Mia Couto nos ensina
através deste romance que há sempre esperança, mesmo em meio a tantas guerras,
desilusões e ilusões.
NOÉMIA
DE SOUSA
Carolina Noémia
Abranches de Sousa Soares (Catembe, 1926 — Cascais, 4 de Dezembro de 2002) foi
uma poetisa, tradutora, jornalista e militante política moçambicana. É
considerada a “mãe dos poetas moçambicanos”.
Filha de Clara
Bruheim, de uma família de comerciantes com origens germânicas, moçambicanas e
goesas. Noémia de Sousa estudou no Brasil e começou a publicar no jornal O
Brado Africano.
Na década de 1940
viveu numa casa de madeira e zinco no bairro da Mafalala, em Maputo. Ali
escreveu poemas que se tornariam símbolos nacionalistas africanos como
"Deixa passar o meu povo". Só saiu do bairro por motivos políticos,
em 1949.
Entre 1951 e 1964
viveu em Lisboa, onde trabalhou como tradutora, mas, em consequência da sua
posição política de oposição ao Estado Novo teve de exilar-se em Paris, onde
trabalhou no consulado de Marrocos. Começa nesta altura a adoptar o pseudónimo
de Vera Micaia.
A sua obra está
dispersa por muitos jornais e revistas. Colaborou em publicações como Mensagem
(CEI), Mensagem (Luanda), Itinerário, Notícias do Bloqueio (Porto, 1959), O
Brado Africano, Moçambique 58; Vértice (Coimbra), Sul (Brasil).
Poeta, jornalista de
agências de notícias internacionais, viajou por toda a África durante as lutas
pela independência de vários países.
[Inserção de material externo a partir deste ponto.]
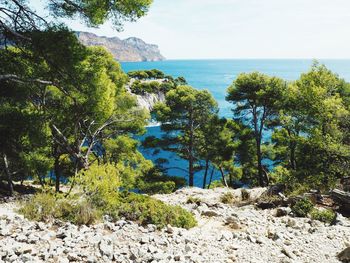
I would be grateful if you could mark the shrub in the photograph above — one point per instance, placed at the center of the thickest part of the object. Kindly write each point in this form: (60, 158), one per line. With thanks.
(216, 184)
(147, 210)
(41, 207)
(157, 187)
(193, 200)
(302, 207)
(47, 206)
(99, 181)
(326, 215)
(245, 195)
(227, 198)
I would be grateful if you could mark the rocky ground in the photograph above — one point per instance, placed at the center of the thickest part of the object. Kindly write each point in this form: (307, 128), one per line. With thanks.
(225, 233)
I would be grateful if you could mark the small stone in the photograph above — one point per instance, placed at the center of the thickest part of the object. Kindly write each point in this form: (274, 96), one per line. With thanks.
(344, 256)
(288, 253)
(188, 248)
(169, 229)
(144, 240)
(282, 211)
(73, 257)
(226, 235)
(177, 258)
(209, 213)
(152, 249)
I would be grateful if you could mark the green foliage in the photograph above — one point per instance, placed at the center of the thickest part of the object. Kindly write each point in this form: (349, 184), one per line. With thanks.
(193, 200)
(245, 195)
(141, 88)
(157, 187)
(147, 210)
(183, 117)
(257, 98)
(101, 197)
(47, 206)
(216, 184)
(302, 207)
(99, 181)
(227, 198)
(156, 182)
(324, 215)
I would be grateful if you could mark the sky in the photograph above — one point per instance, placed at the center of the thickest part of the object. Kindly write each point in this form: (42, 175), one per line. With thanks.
(202, 29)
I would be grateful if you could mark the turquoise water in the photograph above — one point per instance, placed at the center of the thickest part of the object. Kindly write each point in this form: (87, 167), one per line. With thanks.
(216, 76)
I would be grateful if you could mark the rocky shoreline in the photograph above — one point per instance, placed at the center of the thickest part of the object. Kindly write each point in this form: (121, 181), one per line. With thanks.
(225, 233)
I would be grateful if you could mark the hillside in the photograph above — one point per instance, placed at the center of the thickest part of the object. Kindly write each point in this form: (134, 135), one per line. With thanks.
(130, 49)
(225, 233)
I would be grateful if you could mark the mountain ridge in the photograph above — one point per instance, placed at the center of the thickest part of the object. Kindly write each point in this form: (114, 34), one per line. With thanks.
(131, 49)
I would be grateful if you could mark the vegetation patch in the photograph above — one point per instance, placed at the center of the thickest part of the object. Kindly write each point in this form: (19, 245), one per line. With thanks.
(325, 215)
(302, 208)
(227, 198)
(245, 195)
(193, 200)
(101, 197)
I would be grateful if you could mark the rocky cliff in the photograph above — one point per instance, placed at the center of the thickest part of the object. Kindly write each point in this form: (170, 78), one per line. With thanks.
(130, 49)
(225, 233)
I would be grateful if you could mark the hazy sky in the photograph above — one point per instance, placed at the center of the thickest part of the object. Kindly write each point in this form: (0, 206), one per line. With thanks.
(242, 28)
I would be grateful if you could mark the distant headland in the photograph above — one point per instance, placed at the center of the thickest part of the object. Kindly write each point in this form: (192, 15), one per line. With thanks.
(131, 49)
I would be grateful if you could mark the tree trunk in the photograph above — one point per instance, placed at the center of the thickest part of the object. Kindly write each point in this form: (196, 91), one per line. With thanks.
(190, 153)
(9, 176)
(190, 171)
(205, 173)
(211, 177)
(223, 176)
(57, 174)
(260, 167)
(293, 162)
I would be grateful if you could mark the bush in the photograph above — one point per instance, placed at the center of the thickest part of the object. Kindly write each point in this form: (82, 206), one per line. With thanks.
(147, 210)
(193, 200)
(227, 198)
(302, 207)
(216, 184)
(101, 197)
(325, 215)
(41, 207)
(47, 206)
(245, 195)
(99, 181)
(157, 187)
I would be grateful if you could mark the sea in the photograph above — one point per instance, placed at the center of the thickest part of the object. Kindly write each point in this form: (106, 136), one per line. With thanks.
(216, 76)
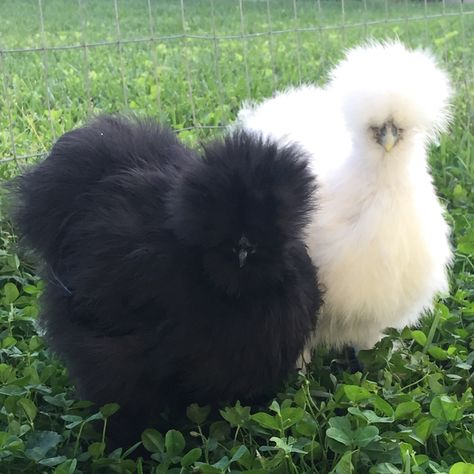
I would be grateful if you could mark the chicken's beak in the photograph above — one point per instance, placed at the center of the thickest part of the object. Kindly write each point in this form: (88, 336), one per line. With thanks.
(389, 140)
(242, 257)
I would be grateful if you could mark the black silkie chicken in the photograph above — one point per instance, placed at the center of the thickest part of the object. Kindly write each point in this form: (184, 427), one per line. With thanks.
(171, 278)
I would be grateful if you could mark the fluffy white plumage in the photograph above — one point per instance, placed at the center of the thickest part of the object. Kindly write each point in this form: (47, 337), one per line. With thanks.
(378, 236)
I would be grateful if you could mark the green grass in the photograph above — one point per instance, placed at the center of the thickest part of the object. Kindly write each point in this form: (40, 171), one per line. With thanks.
(413, 409)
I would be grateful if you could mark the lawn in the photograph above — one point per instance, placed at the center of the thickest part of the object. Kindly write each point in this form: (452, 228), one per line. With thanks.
(190, 64)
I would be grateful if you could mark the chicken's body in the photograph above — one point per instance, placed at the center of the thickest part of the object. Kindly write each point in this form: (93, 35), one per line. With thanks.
(171, 278)
(378, 236)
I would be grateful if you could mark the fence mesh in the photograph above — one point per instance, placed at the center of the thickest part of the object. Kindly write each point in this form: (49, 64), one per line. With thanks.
(192, 62)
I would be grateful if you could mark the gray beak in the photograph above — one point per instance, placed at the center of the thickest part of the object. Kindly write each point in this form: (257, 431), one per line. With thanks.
(242, 257)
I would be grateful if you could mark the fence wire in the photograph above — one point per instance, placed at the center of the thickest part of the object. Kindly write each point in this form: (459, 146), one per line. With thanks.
(138, 55)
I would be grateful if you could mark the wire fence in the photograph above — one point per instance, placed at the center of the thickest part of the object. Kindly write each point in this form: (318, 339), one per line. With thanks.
(192, 62)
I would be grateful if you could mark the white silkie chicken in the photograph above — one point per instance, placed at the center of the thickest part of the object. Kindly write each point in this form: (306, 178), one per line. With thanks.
(378, 237)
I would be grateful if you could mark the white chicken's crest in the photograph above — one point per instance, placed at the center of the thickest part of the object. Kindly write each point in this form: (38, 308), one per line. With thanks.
(378, 236)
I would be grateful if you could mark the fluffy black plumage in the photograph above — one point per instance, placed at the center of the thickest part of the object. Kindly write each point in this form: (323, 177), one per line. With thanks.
(171, 278)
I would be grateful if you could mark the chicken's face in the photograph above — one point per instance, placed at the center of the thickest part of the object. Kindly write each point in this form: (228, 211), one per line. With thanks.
(387, 135)
(239, 209)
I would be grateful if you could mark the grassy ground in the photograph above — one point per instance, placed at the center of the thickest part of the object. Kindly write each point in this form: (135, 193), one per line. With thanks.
(412, 411)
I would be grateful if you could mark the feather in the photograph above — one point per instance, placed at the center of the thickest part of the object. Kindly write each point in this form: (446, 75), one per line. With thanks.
(187, 278)
(378, 236)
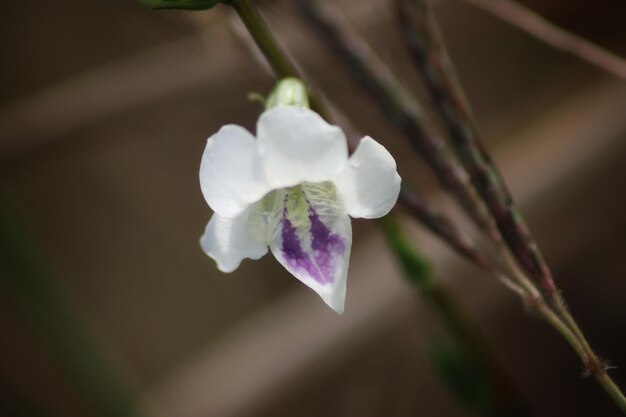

Em 1975 regressou a Lisboa, onde trabalhou
na Agência Noticiosa Portuguesa.
Em 2001, a Associação
dos Escritores Moçambicanos publicou o livro Sangue Negro, que reúne a poesia
de Noémia de Sousa escrita entre 1949 e 1951. A sua poesia está representada na
antologia de poesia moçambicana Nunca mais é Sábado, organizada por Nelson
Saúte.
Obras
da Noémia de Sousa
·
Sangue Negro, Maputo,
Associação dos Escritores Moçambicanos, 2001.
·
Sangue Negro, Maputo,
Marimbique, 2011.
·
Sangue Negro, São
Paulo, Kapulana, 2016;
Enquadramento
histórico da obra “Sangue Negro”
Dentro do contexto
literário de Moçambique a autora Noêmia de Souza possui uma participação activa
na produção de poemas engajados, que questionam estruturas sociais de repressão
sobre a mulher e o processo de independência de Moçambique. Noêmia representa a
coragem da mulher africana em reivindicar seus direitos à liberdade e ao ideal
de nação africana.
Noêmia, autora
contemporânea que se consagrou como escritora da poesia combate, retrata na
poesia traços do processo de libertação política de Moçambique.
Num dos seus poemas,
os versos podem ser interpretados em visões diferentes como referência ao
feminismo, a voz poética da autora, a condição política de Moçambique e
representação de uma nação em direção a um despertar. Como característica,
Noêmia traz em sua poesia a desenvoltura das vozes narrativas que sugerem o
desejo de libertação ideológica, o discurso poético carregado de traços de
oralidade e um eu-lírico que se difunde em um grito universal.
RUI DE
NORONHA
António Rui de Noronha
nasceu na então Lourenço Marques, atual Maputo, Moçambique a 28 de Outubro de
1909. Mestiço, de pai indiano, de origem brâmane, e de mãe negra, foi
funcionário público (Serviço de Portos e Caminho de Ferro) e jornalista. O
autor colaborou na imprensa escrita de Moçambique, notadamente em O Brado
Africano, com apenas 17 anos de idade. Esta produção inicial, que se reduziram
apenas a três contos, e que correspondem ainda a uma fase de afirmação
literária, virá a ser prosseguida a partir de 1932, com uma intervenção mais
activa na vida do jornal, chegando mesmo a integrar o seu corpo directivo.
Uma desilusão amorosa,
causada talvez pelo preconceito racial, fez, segundo os seus amigos, com que o
escritor se deixasse morrer no hospital da capital de Moçambique, com 34 anos,
no dia 25 de Dezembro de 1943.
Sua obra completa está
reunida em Os meus versos, publicada em 2006, com organização, notas e
comentários de Fátima Mendonça.
Desde logo mostrou e
deixou transparecer, na sua vida e na sua escrita, um temperamento recolhido,
uma personalidade introvertida e amargurada. Foi, sem dúvida, um homem infeliz.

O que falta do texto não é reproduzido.